Index TermsMultiprogramming, Load balancing, Context switching, Job migration, Optimal switching.

  1. INTRODUCTION

    Cloud computing refers to the model of computing as a utility, just like water and electricity, where users can have access to vast computational resources based on their requirements. In fact Clouds offer the ability to utilize any type of software, either existing or custom-made. The cloud computing paradigm promises a cost-effective solution for running business applications through the use of virtualization technologies, highly scalable distributed computing and data management techniques as well as a Pay-As-You-Go (PAYG) pricing model. In recent years, it also offers high performance computing capacity for applications to solve complex problems.

    Improving resource utilization is essential for achieving cost-effectiveness. Low utilization has long been an issue in datacentres. For a datacentre, or a subset of servers in a datacentre that mainly handles applications with high performance computing needs and runs parallel jobs most of the time, the problem can be significant. Parallel applications of certain nature often show a decreasing utilization of CPU resources as parallelism grows, mainly because of the communication and synchronization among parallel processes. It is challenging but important for a datacentre to achieve a certain level of utilization of its nodes while maintaining the level of responsiveness of parallel jobs. There are various performance issues also which degrade the utilization of such kind of environments. Various factors that contribute towards the low utilization as well as high costs like context switch in job migration, scheduling overhead, network driver overhead and may more which lead to increase in the communication costs.

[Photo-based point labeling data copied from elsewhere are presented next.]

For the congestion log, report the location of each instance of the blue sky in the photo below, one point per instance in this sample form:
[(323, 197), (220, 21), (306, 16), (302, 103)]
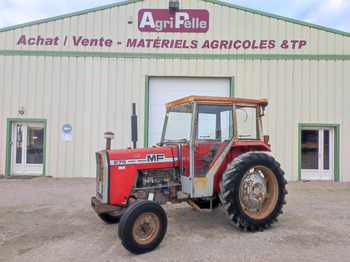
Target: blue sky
[(329, 13)]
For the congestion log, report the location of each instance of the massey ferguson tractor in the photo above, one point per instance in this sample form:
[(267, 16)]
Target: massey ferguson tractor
[(212, 151)]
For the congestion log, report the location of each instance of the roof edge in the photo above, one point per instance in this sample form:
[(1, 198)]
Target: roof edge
[(291, 20), (83, 12)]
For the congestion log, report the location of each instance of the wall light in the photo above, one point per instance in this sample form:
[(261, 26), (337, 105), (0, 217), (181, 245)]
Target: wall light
[(174, 5), (21, 111)]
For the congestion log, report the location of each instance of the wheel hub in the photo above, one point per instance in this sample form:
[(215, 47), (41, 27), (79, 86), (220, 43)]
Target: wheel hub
[(146, 228), (253, 191)]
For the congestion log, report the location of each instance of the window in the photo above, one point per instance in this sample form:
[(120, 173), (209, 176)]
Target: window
[(247, 123)]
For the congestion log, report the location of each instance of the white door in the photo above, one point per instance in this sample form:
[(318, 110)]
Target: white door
[(27, 148), (317, 154), (166, 89)]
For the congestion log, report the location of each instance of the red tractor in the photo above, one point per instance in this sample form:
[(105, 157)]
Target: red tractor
[(212, 151)]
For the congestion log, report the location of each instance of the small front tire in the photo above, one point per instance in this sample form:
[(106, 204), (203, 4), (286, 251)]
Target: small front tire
[(142, 227)]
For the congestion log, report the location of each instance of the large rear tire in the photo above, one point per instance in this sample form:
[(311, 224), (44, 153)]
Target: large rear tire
[(142, 227), (253, 191)]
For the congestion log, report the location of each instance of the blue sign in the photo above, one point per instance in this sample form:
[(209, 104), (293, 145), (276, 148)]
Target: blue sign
[(67, 128)]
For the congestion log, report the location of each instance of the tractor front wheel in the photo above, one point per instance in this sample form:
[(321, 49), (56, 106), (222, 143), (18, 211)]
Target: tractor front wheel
[(142, 227), (253, 191)]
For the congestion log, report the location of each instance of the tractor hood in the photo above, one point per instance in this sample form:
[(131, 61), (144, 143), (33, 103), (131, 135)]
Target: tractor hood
[(143, 157)]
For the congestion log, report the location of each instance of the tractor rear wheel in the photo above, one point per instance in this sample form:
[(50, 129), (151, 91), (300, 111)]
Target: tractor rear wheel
[(253, 191), (142, 227)]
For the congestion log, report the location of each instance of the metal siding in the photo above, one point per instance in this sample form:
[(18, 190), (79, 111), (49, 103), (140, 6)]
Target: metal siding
[(345, 126)]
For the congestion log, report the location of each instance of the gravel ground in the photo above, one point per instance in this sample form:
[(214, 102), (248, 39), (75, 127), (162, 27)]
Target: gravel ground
[(49, 219)]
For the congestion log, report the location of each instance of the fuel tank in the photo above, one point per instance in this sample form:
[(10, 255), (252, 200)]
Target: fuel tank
[(123, 165)]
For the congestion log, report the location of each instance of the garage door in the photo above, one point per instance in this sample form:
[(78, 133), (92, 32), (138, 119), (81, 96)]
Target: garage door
[(163, 90)]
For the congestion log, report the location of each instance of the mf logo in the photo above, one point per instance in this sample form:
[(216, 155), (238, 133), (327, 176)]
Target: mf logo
[(155, 157)]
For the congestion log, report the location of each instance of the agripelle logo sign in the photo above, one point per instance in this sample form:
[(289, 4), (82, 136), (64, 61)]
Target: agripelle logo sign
[(167, 21)]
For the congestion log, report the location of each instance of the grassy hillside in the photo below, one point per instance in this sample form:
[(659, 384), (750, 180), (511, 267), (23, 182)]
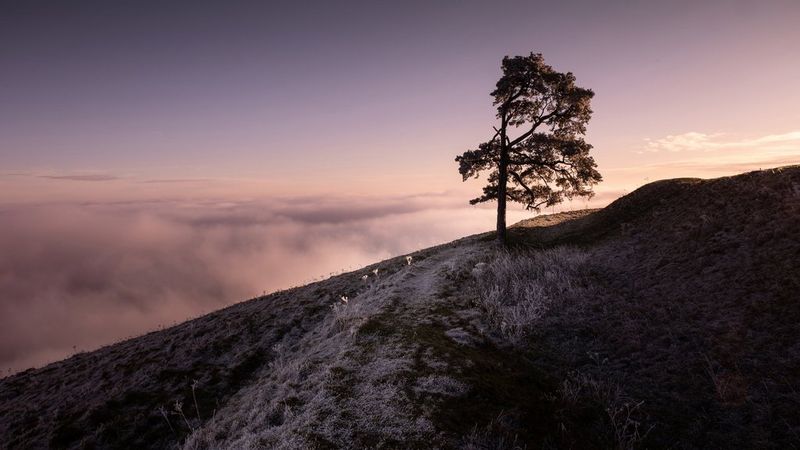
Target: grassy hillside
[(669, 319)]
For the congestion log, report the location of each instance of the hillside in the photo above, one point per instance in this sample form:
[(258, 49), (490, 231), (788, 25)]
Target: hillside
[(669, 319)]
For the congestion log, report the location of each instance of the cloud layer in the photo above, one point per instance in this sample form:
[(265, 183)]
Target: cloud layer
[(694, 141), (77, 276)]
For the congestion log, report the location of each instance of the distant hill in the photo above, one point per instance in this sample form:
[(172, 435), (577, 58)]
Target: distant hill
[(669, 319)]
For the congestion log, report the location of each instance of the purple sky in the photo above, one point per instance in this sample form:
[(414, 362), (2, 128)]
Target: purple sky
[(127, 119)]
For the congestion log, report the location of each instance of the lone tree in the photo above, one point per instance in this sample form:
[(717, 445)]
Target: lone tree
[(548, 160)]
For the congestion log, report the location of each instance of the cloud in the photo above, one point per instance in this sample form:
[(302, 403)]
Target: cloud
[(695, 141), (177, 180), (77, 276), (95, 177)]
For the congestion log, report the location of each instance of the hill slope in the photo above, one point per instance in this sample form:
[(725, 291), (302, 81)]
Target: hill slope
[(669, 318)]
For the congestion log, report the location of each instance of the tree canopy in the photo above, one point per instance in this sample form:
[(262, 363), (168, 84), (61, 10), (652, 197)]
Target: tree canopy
[(548, 160)]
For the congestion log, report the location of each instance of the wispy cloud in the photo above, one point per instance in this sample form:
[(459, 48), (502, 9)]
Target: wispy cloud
[(695, 141), (91, 177), (177, 180)]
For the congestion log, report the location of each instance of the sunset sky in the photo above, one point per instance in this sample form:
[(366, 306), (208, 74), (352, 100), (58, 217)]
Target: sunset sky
[(163, 159)]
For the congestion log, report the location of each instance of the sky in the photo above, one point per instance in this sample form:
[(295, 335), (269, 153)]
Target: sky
[(159, 160)]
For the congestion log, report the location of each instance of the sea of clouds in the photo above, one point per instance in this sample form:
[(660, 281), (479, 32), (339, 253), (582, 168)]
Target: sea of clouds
[(76, 276)]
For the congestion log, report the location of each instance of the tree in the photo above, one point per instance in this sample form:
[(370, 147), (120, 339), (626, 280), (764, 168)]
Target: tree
[(548, 160)]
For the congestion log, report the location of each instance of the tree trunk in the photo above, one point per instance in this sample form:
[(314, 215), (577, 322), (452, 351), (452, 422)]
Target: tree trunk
[(502, 182)]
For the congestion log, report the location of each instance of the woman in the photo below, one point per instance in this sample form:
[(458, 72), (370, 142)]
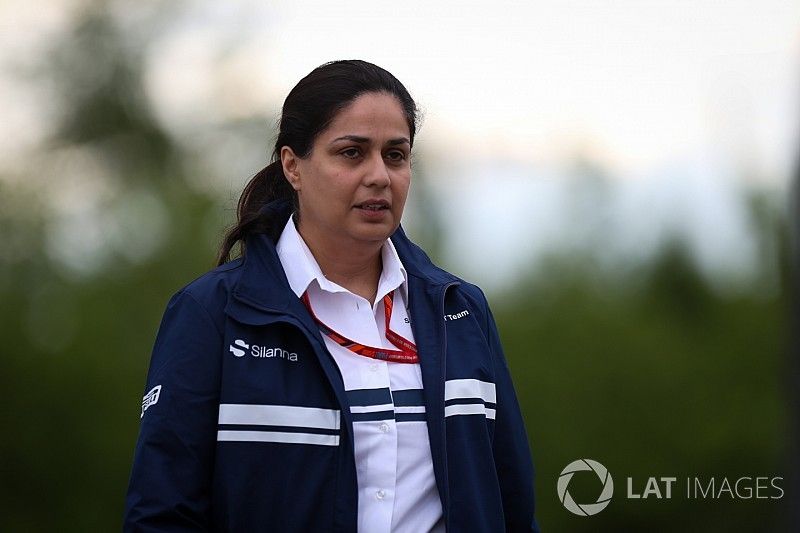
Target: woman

    The importance of cloud computing lies in the opportunity for small companies and organizations to have access to computing infrastructure without the need for prior investment. Therefore ideas that would have required major capital investment can be implemented on the cloud with minimal costs and reduced risk. It quickly becomes obvious that Cloud computing can also be applied in the area of HPC (High Performance Computing). Small institutions and individual scientific teams can now have access to large computational resources not only through the Grid, with all its restrictions and limitations, but also through the Cloud which provides an infrastructure platform with virtually infinite resources at a fraction of the cost of maintaining a private cluster, and on a flexible pay-per-use model. Cloud computing providers offer their services according to three fundamental models: Infrastructure as a service (IaaS), platform as a service (PaaS), and software as a service (SAAS).The flexibility and scalability of commercial cloud infrastructures make them an attractive application migration target; however, due to the associated complexity, it is difficult to make newly migrated applications run efficiently in clouds. Cloud computing is the use of computing resources (hardware and software) that are delivered as a service over a network (typically the Internet) [1]. The name comes from the use of a cloud-shaped symbol as an abstraction for the complex infrastructure it contains in system diagrams. Cloud computing entrusts remote services with a user's data, software and computation.

    Infrastructure as a service (IaaS)

    In this most basic cloud service model, providers offer computers, as physical or more often as virtual machines, and other resources. The virtual machines are run as guests by a hypervisor, such as Xen or KVM. Management of pools of hypervisors by the cloud operational support system leads to the ability to scale to support a large number of virtual machines. Other resources in IaaS clouds include images in a virtual machine image library, raw (block) and file-based storage, firewalls, load balancers, IP addresses, virtual local area networks (VLANs), and software bundles. Examples: Amazon cloud formation, Rackspace cloud, Google compute engine.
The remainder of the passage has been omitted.